On Fri, Sep 21, 2018 at 2:47 PM Armia Mrassy <
eng....@gmail.com> wrote:
> After some trials, I was able to customize GCC to give extra penalty for the jumps and branches by making the following changes to the defined "length" attribute in riscv.md
>
> Those changes makes GCC thinks that the branches instructions take 4x its actual instruction size. With this change, the GCC is forced to minimize the branch and jump instructions. Note that there was no attribute for the "jump" instructions. That gives a consistent speed improvment for the benchmarks I am using. Of course that may little increase the code size ;)
>
> What is your opinion about those changes? Is there another clean way to optimize GCC to minimize the branches and jumps? I think, some other processor architectures provide "delay" attribute to the instructions to optimize for speed, but I cauld not find this attribute in RISCV architecture.
Most optimization passes will look at the cost of an instruction, not
its size. There are a few optimization passes that can increase code
size, and have heuristics to try to limit the code size increase. The
basic block reorder pass is one of them.
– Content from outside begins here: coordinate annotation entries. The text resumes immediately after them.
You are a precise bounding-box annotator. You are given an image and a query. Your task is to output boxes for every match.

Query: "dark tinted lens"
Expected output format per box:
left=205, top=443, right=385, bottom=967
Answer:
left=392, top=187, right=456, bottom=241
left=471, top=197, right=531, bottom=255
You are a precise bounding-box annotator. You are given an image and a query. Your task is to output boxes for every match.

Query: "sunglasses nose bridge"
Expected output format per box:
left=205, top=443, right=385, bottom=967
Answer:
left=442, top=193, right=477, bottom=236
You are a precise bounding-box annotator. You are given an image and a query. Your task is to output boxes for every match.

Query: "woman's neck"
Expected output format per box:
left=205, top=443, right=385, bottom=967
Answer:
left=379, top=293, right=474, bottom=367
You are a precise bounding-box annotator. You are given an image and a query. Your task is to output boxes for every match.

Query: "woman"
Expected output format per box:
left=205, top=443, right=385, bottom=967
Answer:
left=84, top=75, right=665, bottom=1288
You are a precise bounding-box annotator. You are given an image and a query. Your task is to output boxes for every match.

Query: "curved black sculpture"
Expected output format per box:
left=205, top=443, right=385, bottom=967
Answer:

By increasing the size of
branches, you are hitting the code size increase limit earlier, and
hence preventing it from duplicating code in some cases. So you are
only indirectly preventing the optimization you don't want. But since
the main purpose of the bb-reorder pass is to try to eliminate
branches, by preventing it from duplicating code, you may be
preventing it from reducing the number of branches in other cases. I
think the particular testcase you are looking at,
riscv-tests/benchmark/median.c just happens to trigger worst case
behavior from this optimization pass, and accidentally increases the
number of branches, while decreasing the total number of instructions
in the loop. It isn't clear that this trick of increasing branch size
will also work more generally. You would need to test this on many
more examples to get a better idea of how well this works.
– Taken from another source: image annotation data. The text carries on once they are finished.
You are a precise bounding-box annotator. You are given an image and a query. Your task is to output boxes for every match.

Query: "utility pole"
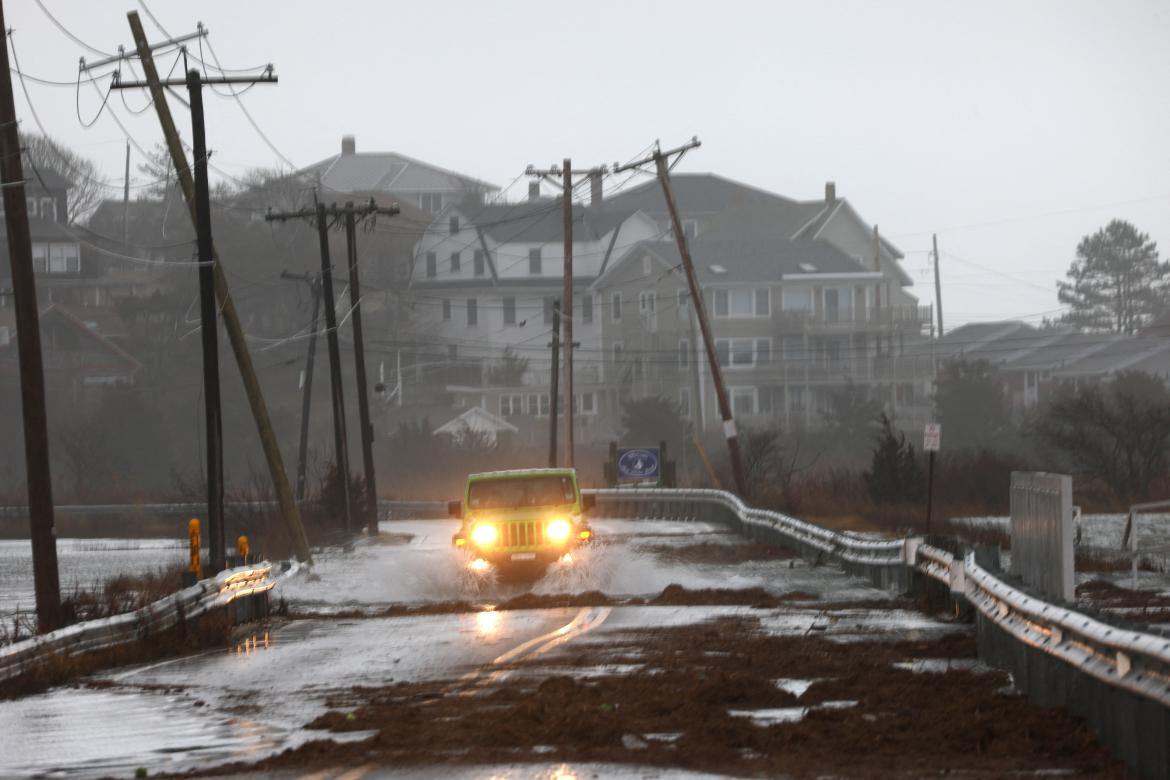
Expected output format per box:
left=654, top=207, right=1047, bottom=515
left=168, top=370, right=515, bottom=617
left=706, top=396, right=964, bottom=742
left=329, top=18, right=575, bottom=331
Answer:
left=525, top=157, right=608, bottom=468
left=930, top=233, right=944, bottom=338
left=281, top=271, right=321, bottom=503
left=345, top=201, right=379, bottom=537
left=264, top=198, right=398, bottom=534
left=100, top=11, right=312, bottom=564
left=613, top=138, right=748, bottom=498
left=122, top=140, right=130, bottom=248
left=187, top=68, right=227, bottom=574
left=547, top=301, right=560, bottom=469
left=0, top=2, right=61, bottom=633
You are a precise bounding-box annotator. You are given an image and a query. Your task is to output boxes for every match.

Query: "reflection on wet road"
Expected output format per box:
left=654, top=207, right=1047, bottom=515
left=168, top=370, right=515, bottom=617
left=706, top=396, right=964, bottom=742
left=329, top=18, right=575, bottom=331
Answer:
left=0, top=520, right=942, bottom=780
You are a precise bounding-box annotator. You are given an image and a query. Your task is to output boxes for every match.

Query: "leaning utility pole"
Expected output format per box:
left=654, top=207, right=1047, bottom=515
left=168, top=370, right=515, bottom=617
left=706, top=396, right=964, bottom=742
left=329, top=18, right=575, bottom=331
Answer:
left=345, top=201, right=379, bottom=536
left=281, top=271, right=321, bottom=503
left=101, top=11, right=312, bottom=564
left=0, top=2, right=61, bottom=633
left=930, top=233, right=944, bottom=338
left=613, top=138, right=748, bottom=498
left=525, top=157, right=608, bottom=468
left=187, top=68, right=227, bottom=574
left=264, top=198, right=398, bottom=534
left=547, top=301, right=560, bottom=469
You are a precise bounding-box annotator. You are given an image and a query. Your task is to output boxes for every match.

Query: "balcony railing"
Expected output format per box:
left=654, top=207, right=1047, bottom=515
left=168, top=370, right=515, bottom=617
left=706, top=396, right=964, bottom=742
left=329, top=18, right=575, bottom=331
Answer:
left=777, top=304, right=934, bottom=331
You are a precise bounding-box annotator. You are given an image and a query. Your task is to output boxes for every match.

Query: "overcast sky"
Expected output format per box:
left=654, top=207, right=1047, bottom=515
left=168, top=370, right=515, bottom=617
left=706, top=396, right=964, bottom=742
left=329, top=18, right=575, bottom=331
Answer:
left=5, top=0, right=1170, bottom=329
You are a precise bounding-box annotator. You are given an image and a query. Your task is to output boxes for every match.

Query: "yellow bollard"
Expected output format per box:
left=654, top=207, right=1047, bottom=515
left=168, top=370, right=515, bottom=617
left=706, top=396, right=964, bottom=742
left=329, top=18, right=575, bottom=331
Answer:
left=187, top=517, right=204, bottom=580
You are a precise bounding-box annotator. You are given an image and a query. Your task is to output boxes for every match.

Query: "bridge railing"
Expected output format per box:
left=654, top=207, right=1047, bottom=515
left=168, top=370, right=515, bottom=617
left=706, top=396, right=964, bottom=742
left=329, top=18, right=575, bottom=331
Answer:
left=0, top=562, right=276, bottom=682
left=592, top=489, right=1170, bottom=778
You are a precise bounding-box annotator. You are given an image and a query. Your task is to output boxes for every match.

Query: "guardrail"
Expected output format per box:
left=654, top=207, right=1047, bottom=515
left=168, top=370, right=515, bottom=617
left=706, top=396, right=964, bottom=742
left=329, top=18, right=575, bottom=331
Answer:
left=0, top=562, right=276, bottom=682
left=589, top=489, right=1170, bottom=778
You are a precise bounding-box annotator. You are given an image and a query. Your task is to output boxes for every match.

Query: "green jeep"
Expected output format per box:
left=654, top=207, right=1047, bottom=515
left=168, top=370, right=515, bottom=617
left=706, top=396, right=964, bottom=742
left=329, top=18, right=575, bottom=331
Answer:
left=447, top=469, right=596, bottom=568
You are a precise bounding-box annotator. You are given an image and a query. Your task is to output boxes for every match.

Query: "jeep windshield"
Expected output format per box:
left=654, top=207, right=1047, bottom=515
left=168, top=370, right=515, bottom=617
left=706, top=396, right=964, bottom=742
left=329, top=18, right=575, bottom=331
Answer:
left=468, top=476, right=577, bottom=509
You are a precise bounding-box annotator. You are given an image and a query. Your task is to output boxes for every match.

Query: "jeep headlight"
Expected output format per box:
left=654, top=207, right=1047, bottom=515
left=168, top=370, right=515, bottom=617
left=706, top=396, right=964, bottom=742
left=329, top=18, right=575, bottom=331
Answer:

The delay attribute is for targets like the MIPS that have
architectural delayed branches, where the instruction after the branch
is always executed. Without delayed branch optimization, this gets
filled with a nop and is wasted. With delayed branch optimization, we
try to find an instruction from before the branch that can be moved
after the branch, or if there isn't one, then maybe an instruction
from the target path and fallthrough path that can be moved forward
into the branch delay slot. Delay branches are no longer considered a
good idea, and RISC-V does not have them.
Instruction lengths can be used for compile-time relaxation. For
instance, deciding whether to emit a direct branch (4KB range) or an
instruction sequence that loads the target address into a register and
then use a jump register instruction. The RISC-V port currently does
not do this, but lying to the compiler about instruction lengths would
reduce the effectiveness of this optimization. We would like to
modify the compiler to emit compressed instructions directly someday.
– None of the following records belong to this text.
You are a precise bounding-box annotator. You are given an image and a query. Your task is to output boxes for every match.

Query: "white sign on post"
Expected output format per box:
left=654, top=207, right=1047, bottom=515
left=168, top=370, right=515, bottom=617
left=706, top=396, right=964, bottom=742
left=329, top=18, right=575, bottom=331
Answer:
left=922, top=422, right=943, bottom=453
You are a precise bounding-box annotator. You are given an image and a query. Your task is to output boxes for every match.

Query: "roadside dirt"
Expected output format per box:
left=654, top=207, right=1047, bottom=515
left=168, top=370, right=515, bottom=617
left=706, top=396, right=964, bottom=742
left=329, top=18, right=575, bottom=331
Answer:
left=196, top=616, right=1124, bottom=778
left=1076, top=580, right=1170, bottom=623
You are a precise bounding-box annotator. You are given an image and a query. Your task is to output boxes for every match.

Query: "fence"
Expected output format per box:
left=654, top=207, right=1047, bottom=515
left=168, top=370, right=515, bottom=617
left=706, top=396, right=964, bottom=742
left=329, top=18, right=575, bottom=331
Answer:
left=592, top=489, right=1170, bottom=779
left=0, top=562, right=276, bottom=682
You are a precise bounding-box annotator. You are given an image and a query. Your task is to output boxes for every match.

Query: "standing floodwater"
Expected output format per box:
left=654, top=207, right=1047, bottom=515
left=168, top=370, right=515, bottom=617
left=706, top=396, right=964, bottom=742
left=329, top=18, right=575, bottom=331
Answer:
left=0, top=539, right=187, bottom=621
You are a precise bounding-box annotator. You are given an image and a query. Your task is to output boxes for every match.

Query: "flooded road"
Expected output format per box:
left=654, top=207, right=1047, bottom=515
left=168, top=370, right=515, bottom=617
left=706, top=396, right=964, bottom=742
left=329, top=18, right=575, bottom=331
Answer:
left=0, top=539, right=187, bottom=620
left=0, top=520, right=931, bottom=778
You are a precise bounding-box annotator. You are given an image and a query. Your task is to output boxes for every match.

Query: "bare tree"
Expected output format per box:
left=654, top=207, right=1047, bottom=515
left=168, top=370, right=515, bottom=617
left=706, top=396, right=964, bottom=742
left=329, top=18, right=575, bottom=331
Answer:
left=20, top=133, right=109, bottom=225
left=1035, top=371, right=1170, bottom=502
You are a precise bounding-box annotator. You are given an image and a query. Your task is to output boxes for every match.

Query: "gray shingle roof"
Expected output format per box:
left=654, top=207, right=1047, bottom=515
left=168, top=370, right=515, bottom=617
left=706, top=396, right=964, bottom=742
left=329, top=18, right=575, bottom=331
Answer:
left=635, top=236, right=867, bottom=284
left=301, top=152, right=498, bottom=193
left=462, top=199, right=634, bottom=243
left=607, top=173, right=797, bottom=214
The smaller offsets in compressed instructions means that we may need
accurate instruction length info to make good use of the compressed
instructions. Lying to the compiler about instruction lengths would
reduce the effectiveness of this, which in turn would reduce the
number of compressed instructions generated by the compiler.
So I think your change is mainly working by accident for your
testcase, and is probably safe today, but may cause problems in the
future.
Jim